In the absence of any mop up operations by the CBN, system liquidity is expected to further improve, driven by inflows from OMO (NGN2.21 trillion) maturities.
Treasury Bills
The Treasury bills secondary market traded on a bearish note, with average yields across all instruments expanding by 35bps to 19.9%. Across the segments, average yield in the NTB secondary market expanded by 9bps to 18.8%, reflecting investor expectations of increased supply following the publication of the Q3-26 Nigerian Treasury Bill auction calendar. Meanwhile, average yield in the OMO secondary market expanded by 25bps to 21.8%. For context, the CBN held two OMO PMAs this week – the first on Monday and the other on Tuesday. At Monday’s OMO auction, the CBN offered NGN600.00 billion across tenors, with total demand reaching NGN1.05 trillion. Eventually, the CBN allotted NGN947.00 billion, with stop rates settling at 21.71% and 20.06% for the 22- and 134-day tenors, respectively. At Tuesday’s OMO auction, the CBN offered NGN600.00 billion across tenors, with total demand reaching NGN1.59 trillion. The CBN eventually allotted NGN1.40 trillion, with stop rates settling at 21.90% and 19.80% for the 7-, 161-day tenors, respectively.
In the coming week, we expect mixed trading in the Treasury bills secondary market, with robust system liquidity supporting demand, while elevated supply constrains the scope for further yield compression. Additionally, the DMO is scheduled to conduct an NTB PMA next Wednesday (July 8), with NGN700.00 billion in bills expected to be offered.
Bonds
The FGN bond secondary market traded on a bearish note, with the average yield expanding by 8bps to 17.8%, as offshore demand moderated amid growing focus on the sizeable Q3-26 issuance calendar.
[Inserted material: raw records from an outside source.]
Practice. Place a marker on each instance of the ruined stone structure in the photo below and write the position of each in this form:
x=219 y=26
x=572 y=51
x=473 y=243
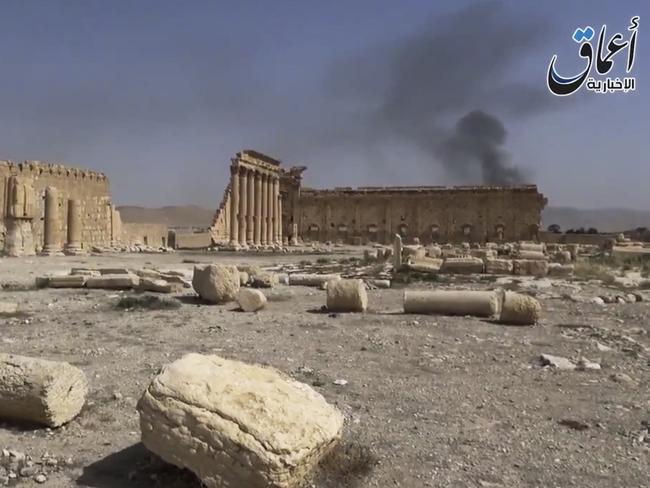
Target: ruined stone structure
x=51 y=209
x=367 y=214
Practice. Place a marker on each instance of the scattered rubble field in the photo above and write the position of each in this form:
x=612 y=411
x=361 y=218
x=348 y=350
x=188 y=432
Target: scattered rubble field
x=428 y=400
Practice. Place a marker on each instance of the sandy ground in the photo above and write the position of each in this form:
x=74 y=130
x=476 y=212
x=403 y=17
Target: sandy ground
x=429 y=400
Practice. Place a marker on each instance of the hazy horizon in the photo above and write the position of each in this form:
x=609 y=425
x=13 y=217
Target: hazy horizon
x=160 y=95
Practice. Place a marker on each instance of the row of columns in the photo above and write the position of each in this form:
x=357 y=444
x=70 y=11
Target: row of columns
x=255 y=208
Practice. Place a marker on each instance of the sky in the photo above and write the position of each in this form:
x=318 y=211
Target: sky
x=160 y=94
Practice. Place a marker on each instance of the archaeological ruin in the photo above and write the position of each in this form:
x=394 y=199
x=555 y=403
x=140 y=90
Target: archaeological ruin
x=51 y=209
x=266 y=205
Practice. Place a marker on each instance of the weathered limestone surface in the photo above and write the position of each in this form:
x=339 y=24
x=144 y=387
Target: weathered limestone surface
x=424 y=265
x=535 y=267
x=498 y=266
x=113 y=282
x=251 y=300
x=451 y=302
x=35 y=390
x=347 y=296
x=71 y=281
x=264 y=280
x=462 y=265
x=216 y=283
x=236 y=425
x=300 y=279
x=519 y=309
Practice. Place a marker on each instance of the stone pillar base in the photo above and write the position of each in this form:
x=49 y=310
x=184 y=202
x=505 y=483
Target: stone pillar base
x=51 y=251
x=19 y=240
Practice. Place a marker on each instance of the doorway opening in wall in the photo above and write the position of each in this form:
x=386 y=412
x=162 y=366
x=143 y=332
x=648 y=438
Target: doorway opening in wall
x=499 y=232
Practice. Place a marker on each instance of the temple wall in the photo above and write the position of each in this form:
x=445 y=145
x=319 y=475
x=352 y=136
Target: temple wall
x=91 y=188
x=456 y=214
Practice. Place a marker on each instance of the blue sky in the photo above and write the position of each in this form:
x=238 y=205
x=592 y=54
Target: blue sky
x=160 y=94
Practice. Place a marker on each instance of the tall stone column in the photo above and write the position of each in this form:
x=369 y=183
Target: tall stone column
x=250 y=216
x=269 y=210
x=276 y=211
x=243 y=205
x=51 y=223
x=257 y=235
x=234 y=205
x=73 y=245
x=280 y=223
x=265 y=203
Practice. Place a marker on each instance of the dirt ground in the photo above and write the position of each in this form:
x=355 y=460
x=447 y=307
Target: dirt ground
x=429 y=400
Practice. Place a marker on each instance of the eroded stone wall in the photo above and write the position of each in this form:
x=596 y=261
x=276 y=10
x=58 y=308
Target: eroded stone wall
x=89 y=187
x=432 y=214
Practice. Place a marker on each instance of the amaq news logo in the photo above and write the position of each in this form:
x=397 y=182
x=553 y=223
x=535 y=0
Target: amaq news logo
x=563 y=86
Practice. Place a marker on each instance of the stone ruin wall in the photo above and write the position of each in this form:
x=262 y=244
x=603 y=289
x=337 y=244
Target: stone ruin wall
x=375 y=214
x=432 y=214
x=100 y=220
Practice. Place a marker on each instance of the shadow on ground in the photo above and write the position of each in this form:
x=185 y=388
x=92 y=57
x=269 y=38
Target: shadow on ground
x=134 y=467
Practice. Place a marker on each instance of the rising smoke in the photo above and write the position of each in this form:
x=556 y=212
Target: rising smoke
x=460 y=67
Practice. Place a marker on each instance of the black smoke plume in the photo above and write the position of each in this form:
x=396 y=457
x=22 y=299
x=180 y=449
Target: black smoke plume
x=462 y=67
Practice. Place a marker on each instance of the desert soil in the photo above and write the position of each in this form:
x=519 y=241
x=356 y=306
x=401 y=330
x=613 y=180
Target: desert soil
x=429 y=400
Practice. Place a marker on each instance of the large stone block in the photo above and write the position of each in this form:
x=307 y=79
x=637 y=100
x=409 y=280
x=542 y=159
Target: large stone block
x=113 y=282
x=216 y=283
x=466 y=265
x=35 y=390
x=236 y=425
x=498 y=266
x=347 y=296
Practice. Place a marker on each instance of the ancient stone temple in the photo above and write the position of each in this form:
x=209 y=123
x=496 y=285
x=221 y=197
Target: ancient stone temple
x=366 y=214
x=52 y=209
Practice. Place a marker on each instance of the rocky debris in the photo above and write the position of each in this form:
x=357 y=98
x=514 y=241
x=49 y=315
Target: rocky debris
x=519 y=309
x=243 y=278
x=557 y=362
x=216 y=283
x=40 y=391
x=318 y=280
x=251 y=300
x=8 y=308
x=264 y=280
x=584 y=364
x=557 y=269
x=346 y=296
x=121 y=281
x=71 y=281
x=534 y=267
x=234 y=424
x=157 y=285
x=498 y=266
x=453 y=302
x=424 y=264
x=467 y=265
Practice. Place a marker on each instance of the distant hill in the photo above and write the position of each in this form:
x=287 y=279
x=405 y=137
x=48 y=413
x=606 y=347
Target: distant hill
x=603 y=219
x=182 y=216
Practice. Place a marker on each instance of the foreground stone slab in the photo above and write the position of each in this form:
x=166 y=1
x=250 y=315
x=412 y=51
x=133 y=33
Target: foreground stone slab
x=312 y=279
x=113 y=282
x=462 y=265
x=216 y=283
x=71 y=281
x=236 y=425
x=453 y=302
x=35 y=390
x=519 y=309
x=251 y=300
x=347 y=296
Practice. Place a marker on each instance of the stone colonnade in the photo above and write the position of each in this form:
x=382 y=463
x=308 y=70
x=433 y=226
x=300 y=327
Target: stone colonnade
x=255 y=207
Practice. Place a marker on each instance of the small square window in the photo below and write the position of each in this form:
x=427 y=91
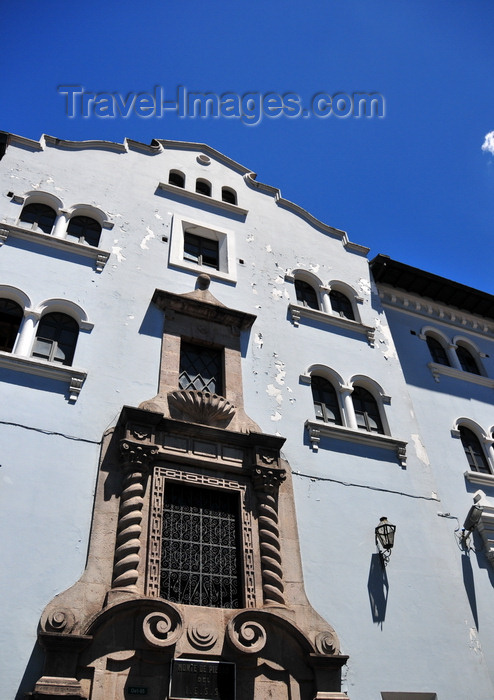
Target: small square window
x=194 y=246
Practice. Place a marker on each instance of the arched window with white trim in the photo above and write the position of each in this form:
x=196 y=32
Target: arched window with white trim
x=366 y=410
x=56 y=338
x=326 y=405
x=11 y=315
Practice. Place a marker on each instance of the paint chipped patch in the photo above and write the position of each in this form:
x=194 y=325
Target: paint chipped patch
x=364 y=286
x=420 y=449
x=144 y=242
x=275 y=393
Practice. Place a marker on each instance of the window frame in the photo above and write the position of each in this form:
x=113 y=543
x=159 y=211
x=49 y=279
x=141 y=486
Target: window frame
x=226 y=247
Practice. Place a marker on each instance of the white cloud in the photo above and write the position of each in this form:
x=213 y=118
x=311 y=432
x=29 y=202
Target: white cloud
x=488 y=144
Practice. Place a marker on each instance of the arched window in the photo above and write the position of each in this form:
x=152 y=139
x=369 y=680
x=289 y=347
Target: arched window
x=228 y=195
x=39 y=215
x=341 y=304
x=84 y=230
x=438 y=353
x=177 y=178
x=203 y=187
x=325 y=400
x=56 y=338
x=306 y=294
x=10 y=319
x=473 y=449
x=366 y=411
x=467 y=360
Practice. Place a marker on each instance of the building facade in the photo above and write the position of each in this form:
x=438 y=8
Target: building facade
x=209 y=401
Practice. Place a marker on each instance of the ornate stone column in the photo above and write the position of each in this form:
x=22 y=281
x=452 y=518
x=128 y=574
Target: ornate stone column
x=136 y=459
x=267 y=481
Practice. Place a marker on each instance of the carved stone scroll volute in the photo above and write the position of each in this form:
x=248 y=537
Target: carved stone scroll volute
x=136 y=459
x=267 y=481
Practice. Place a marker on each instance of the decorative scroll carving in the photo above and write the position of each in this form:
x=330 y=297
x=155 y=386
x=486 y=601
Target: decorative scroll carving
x=202 y=634
x=201 y=406
x=266 y=482
x=163 y=628
x=136 y=459
x=60 y=620
x=246 y=635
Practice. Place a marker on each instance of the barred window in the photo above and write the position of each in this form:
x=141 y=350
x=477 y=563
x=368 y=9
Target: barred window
x=201 y=368
x=200 y=554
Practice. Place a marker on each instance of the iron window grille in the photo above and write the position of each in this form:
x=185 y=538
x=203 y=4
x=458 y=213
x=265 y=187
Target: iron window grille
x=200 y=552
x=203 y=251
x=201 y=368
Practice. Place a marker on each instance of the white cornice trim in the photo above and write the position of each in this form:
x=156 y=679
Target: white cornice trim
x=437 y=369
x=299 y=311
x=75 y=378
x=203 y=199
x=423 y=307
x=362 y=437
x=99 y=256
Across the benchmark curve, the average yield contracted at the short (-20bps) end due to demand for the MAR-2027 (-112bps) bond, while the mid (+13bps) and long (+14bps) segments expanded, driven by selloffs of the JUL-2034 (+106bps) and JUN-2038 (+170bps) bonds, respectively.
Over the medium term, we expect yields to remain elevated driven by the government’s elevated borrowing programme and continued risk off sentiment, especially from offshore investors.
Foreign Exchange
The naira appreciated 0.8% w/w to NGN1,373.00/USD, supported by increased offshore supply, with the CBN supplementing market liquidity through a USD170.00 million intervention sale. Meanwhile, gross external reserves increased by USD170.00 million to USD51.46 billion (30 June 2026), marking its eighth consecutive week of growth. In the forwards market, the naira rates appreciated across the 1-month (+0.5% to NGN1,393.36/USD), 3-month (+0.4% to NGN1,432.16/USD) and 6-month (+0.2% to NGN1,488.67/USD) contracts, while it depreciated for the 1-year (-0.2% to NGN1,601.20/USD) contract.
We expect the naira to remain broadly stable in the near term, underpinned by resilient portfolio inflows, strong market confidence, and an improved current account surplus. However, if the US-Iran ceasefire breaks down and triggers portfolio outflows, we expect the CBN to deploy measured FX interventions to contain excessive exchange rate volatility.